4. Bring the contents to a boil, turn the heat on and continue cooking until the vegetables are tender.

5. Grate processed cheese. Put the vermicelli and grated cheese into the pan. Salt, mix and cook for five minutes. Serve hot with croutons and herbs.

Recipe 7. Chicken broth with vermicelli and tomatoes

Ingredients

chicken fillet - 400 g;

a mixture of peppers;

thin vermicelli - 100 g;

salt;

four tomatoes;

fresh greens;

garlic - three cloves;

half a lemon;

refined vegetable oil;

bulb.

Cooking method

1. Strain the chicken stock and pour into the pan.

2. Dip fresh tomatoes in boiling water, then remove the thin skin from them. Grind the pulp of tomatoes with a blender until smooth.

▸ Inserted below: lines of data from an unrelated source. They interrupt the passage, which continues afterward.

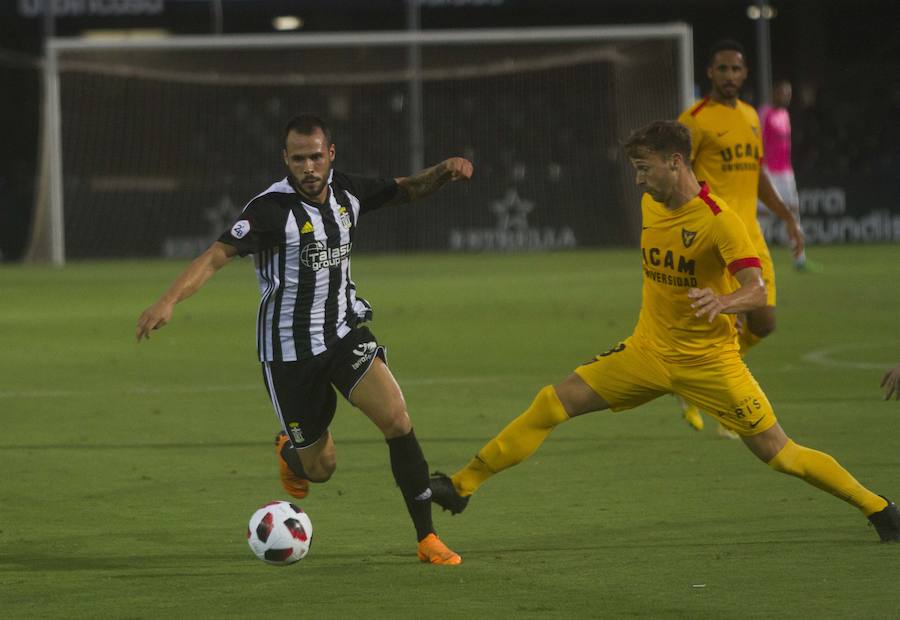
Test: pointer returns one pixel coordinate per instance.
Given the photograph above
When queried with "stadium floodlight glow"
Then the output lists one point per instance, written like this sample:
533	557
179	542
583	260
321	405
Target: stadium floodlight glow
287	22
755	12
146	130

3. Peel and passer the garlic and onion in vegetable oil. Add tomato puree to the fried onion and boil for two minutes.

4. Disassemble boiled chicken into thin fibers.

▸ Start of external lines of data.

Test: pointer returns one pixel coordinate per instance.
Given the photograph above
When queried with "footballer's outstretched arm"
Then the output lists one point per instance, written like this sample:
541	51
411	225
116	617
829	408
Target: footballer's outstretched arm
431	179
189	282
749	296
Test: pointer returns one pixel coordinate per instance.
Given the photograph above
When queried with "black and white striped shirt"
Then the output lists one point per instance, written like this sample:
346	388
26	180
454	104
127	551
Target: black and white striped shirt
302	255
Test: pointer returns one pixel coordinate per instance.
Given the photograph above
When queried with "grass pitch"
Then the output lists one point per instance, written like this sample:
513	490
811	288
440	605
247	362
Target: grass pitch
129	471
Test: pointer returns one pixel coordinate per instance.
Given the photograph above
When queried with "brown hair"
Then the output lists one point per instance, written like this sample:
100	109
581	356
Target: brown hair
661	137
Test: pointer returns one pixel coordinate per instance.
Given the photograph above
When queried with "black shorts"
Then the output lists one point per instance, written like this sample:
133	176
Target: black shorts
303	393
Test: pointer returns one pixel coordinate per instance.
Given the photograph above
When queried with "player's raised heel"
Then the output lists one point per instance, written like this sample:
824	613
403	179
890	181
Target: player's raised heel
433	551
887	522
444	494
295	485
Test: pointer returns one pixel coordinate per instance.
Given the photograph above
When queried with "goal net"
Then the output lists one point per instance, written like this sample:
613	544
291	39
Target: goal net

5. Put the fried onion with tomatoes into the broth. Now add the vermicelli and chicken to the pan. Season everything with a mixture of peppers and salt. Cook the broth for another three minutes, add chopped greens and turn off the heat. Arrange on plates. Put lemon slices in each and serve.

Chicken stock with noodles - tips and tricks

So that the broth does not turn into porridge, vermicelli is added to it last.

Be sure to strain the finished broth.

To make the broth transparent and beautiful, add a whole onion and carrot in the cooking process.

For broth, use only top grade vermicelli.